- Case report
- Open Access
Neonatal hyperinsulinemic hypoglycemia: case report of kabuki syndrome due to a novel KMT2D splicing-site mutation
Italian Journal of Pediatrics volume 46, Article number: 136 (2020)
Persistent neonatal hypoglycemia, owing to the possibility of severe neurodevelopmental consequences, is a leading cause of neonatal care admission. Hyperinsulinemic hypoglycemia is often resistant to dextrose infusion and needs rapid diagnosis and treatment. Several congenital conditions, from single gene defects to genetic syndromes should be considered in the diagnostic approach. Kabuki syndrome type 1 (MIM# 147920) and Kabuki syndrome type 2 (MIM# 300867), can be associated with neonatal hyperinsulinemic hypoglycemia.
We report a female Italian (Sicilian) child, born preterm at 35 weeks gestation, with persistent hypoglycemia.

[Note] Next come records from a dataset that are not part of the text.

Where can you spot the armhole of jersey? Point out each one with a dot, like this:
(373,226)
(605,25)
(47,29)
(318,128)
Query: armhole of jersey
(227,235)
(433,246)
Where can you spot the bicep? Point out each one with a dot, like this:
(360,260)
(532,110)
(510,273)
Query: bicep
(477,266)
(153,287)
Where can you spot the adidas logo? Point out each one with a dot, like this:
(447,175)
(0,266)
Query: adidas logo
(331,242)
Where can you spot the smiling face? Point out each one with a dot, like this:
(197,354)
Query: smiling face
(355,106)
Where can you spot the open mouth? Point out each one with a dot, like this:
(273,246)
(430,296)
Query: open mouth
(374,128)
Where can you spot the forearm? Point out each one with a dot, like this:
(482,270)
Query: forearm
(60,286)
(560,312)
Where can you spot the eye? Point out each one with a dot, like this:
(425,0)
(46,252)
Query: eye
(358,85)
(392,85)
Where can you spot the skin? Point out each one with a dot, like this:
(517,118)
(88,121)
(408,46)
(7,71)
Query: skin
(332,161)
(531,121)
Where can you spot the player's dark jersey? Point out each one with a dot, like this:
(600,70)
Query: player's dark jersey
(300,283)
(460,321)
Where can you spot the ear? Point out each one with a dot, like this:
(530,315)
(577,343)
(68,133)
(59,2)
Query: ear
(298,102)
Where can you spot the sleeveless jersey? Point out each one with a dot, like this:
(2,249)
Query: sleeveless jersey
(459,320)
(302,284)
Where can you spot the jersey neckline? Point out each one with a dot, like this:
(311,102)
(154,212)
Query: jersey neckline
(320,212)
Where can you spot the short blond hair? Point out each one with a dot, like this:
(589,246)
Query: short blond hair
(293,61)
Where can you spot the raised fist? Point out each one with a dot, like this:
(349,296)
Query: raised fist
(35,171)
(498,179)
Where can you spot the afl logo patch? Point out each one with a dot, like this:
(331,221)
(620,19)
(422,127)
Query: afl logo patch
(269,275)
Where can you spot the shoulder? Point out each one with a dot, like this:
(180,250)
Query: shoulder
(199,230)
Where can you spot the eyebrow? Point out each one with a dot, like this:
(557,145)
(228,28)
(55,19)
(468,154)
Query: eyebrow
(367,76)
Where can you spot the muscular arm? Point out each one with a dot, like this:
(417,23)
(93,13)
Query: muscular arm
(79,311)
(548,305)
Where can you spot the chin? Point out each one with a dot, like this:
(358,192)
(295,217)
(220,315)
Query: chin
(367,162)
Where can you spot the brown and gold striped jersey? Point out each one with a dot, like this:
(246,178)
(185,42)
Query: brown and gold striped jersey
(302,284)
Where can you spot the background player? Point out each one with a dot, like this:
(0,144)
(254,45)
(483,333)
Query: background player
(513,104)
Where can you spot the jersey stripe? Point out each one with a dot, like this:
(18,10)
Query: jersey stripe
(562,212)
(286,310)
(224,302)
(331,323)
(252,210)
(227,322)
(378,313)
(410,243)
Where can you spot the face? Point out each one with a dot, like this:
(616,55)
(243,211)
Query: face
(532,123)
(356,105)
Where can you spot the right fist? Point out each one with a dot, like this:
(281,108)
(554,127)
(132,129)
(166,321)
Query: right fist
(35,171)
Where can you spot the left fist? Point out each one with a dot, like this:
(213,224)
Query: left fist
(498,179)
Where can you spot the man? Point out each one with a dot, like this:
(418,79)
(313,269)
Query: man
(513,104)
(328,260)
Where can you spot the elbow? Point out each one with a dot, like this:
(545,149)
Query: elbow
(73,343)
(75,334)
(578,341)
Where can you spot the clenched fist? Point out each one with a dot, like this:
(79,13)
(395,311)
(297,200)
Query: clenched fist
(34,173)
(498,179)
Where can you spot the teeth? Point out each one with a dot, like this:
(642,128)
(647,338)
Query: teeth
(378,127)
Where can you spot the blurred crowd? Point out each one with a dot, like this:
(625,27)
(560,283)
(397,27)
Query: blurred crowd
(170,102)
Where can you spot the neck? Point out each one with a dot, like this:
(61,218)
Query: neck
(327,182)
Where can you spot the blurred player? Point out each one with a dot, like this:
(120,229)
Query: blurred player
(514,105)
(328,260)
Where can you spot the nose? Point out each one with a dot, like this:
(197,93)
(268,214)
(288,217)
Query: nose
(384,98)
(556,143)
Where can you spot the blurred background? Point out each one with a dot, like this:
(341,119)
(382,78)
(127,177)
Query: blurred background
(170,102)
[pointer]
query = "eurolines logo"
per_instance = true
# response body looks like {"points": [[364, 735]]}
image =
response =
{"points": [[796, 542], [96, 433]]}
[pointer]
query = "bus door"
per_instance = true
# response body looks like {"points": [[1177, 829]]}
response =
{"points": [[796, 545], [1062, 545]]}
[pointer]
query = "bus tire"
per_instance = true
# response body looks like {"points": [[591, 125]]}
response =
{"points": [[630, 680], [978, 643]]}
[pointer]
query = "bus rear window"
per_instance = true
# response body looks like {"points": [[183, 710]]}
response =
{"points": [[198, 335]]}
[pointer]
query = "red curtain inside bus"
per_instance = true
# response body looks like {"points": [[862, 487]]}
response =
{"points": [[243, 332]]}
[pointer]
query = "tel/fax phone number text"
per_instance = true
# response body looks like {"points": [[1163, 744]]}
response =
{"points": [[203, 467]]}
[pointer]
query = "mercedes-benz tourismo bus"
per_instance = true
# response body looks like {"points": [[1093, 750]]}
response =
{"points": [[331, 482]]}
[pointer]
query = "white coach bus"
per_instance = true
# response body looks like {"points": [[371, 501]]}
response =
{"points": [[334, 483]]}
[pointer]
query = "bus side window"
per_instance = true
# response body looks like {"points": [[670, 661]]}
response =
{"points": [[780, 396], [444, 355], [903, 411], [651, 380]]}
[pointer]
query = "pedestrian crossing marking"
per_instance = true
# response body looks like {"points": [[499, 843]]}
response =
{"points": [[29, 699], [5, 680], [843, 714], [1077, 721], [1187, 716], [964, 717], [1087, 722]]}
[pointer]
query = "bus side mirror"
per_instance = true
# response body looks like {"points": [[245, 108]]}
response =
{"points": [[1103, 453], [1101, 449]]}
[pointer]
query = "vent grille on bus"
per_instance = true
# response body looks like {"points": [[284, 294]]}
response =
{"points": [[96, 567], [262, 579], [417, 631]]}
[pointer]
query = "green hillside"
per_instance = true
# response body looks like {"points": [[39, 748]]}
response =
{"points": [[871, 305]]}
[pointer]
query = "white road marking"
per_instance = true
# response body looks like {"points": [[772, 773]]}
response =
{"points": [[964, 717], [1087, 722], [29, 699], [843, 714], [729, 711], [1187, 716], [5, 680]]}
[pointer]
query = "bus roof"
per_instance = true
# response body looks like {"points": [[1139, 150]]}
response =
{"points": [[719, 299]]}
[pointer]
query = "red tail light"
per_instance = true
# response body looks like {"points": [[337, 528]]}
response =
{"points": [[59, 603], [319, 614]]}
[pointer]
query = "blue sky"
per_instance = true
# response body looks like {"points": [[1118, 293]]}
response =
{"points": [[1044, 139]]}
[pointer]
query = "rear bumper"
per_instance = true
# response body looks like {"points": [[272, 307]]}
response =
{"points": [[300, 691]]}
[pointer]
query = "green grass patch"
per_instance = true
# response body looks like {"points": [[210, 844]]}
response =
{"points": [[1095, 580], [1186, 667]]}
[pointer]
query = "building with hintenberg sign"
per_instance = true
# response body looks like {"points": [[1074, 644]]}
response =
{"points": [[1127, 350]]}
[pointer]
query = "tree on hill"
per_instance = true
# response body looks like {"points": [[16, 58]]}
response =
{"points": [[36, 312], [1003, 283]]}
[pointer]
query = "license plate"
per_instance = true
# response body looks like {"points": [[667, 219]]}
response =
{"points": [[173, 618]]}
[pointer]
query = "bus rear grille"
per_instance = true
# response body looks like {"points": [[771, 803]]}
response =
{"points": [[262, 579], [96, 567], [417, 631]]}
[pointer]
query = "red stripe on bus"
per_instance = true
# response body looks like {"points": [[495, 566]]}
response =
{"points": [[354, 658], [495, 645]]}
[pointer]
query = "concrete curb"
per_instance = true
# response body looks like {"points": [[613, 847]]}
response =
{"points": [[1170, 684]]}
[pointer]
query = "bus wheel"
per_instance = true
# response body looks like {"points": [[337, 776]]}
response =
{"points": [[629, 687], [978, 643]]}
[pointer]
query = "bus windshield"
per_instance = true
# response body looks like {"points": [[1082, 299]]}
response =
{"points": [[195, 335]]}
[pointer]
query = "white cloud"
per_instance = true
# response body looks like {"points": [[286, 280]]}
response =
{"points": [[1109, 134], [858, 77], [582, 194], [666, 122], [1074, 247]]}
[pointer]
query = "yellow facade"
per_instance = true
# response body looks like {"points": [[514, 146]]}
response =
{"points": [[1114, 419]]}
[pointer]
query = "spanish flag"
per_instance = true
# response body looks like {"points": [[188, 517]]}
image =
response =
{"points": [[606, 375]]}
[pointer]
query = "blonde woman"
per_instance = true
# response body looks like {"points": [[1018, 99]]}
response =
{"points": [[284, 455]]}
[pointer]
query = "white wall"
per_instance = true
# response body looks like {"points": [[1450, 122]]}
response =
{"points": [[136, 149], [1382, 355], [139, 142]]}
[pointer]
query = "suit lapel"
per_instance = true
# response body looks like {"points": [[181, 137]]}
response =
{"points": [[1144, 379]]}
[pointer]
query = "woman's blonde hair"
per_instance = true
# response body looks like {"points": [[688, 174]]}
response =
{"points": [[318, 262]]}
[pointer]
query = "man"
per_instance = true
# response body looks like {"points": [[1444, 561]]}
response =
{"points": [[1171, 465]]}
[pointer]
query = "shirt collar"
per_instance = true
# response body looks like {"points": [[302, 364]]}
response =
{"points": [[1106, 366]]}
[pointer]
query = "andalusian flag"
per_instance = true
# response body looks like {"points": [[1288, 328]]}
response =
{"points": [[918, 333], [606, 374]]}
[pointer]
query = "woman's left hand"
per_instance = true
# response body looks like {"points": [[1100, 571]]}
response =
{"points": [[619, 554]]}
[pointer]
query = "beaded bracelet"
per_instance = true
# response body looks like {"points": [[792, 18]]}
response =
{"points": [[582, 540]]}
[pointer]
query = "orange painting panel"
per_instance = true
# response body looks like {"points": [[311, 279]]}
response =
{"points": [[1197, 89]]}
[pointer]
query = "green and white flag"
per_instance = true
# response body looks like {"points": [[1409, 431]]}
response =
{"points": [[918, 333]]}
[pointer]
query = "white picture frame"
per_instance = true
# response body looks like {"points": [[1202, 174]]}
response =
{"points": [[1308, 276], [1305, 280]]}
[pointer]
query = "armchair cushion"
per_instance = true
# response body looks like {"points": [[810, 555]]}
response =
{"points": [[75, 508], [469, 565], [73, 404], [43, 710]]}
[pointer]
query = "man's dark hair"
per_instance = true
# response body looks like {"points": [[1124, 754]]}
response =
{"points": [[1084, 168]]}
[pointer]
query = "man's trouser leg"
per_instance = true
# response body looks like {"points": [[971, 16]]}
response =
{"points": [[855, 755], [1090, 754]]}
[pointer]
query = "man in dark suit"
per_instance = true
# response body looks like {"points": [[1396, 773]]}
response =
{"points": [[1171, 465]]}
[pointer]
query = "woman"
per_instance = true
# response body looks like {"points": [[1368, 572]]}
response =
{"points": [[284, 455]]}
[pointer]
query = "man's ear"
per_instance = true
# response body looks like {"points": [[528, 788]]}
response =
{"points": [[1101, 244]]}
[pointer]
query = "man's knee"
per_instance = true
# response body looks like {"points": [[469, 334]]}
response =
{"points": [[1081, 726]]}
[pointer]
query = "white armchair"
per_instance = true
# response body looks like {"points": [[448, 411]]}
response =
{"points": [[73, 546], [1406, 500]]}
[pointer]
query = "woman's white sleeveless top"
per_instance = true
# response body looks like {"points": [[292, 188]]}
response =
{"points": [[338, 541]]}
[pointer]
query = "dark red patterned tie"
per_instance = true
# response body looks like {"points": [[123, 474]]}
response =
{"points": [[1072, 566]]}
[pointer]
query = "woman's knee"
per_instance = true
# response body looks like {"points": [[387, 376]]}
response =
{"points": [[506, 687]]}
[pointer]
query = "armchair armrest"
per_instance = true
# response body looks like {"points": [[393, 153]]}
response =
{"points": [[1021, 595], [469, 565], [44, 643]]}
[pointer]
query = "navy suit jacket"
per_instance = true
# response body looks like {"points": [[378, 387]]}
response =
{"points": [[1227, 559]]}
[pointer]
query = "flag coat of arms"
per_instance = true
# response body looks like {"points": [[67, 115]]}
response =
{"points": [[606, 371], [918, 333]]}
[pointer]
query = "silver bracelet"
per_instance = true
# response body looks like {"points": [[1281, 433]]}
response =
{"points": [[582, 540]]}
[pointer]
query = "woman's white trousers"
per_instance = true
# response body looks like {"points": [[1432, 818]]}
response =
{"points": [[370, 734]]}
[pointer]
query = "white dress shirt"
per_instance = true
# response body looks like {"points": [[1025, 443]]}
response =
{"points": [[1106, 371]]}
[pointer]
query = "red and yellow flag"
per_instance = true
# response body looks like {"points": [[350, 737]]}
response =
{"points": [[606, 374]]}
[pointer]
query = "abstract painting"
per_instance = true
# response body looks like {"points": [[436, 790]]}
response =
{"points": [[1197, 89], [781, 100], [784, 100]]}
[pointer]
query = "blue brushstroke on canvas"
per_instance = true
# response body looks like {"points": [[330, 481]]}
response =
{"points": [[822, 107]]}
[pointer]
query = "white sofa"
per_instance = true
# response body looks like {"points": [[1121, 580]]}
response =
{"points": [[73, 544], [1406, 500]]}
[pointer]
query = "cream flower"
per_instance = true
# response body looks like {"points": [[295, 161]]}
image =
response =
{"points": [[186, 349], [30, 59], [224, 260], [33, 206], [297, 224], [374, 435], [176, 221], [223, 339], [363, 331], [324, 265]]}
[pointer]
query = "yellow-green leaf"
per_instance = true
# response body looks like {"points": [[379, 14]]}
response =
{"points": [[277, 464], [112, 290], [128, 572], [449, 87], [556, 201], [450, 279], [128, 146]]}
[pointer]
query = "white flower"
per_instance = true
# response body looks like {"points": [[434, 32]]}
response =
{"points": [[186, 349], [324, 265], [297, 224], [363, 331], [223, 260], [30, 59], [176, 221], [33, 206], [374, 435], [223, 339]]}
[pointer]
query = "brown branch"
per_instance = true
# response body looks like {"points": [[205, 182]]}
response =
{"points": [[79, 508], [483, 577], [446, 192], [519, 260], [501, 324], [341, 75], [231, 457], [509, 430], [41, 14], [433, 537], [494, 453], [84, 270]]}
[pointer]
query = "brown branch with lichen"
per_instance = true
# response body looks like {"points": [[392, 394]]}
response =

Peculiar facial dysmorphisms, neonatal hypotonia, and cerebellar vermis hypoplasia raised suspicion of Kabuki syndrome. Hyperinsulinemic hypoglycemia was confirmed with glucagon test and whole-exome sequencing (WES) found a novel heterozygous splicing-site mutation (c.674-1G > A) in KMT2D gene. Hyperinsulinemic hypoglycemia was successfully treated with diazoxide. At 3 months corrected age for prematurity, a mild global neurodevelopmental delay, postnatal weight and occipitofrontal circumference growth failure were reported.
Kabuki syndrome should be considered when facing neonatal persistent hypoglycemia. Diazoxide may help to improve hyperinsulinemic hypoglycemia. A multidisciplinary and individualized follow-up should be carried out for early diagnosis and treatment of severe pathological associated conditions.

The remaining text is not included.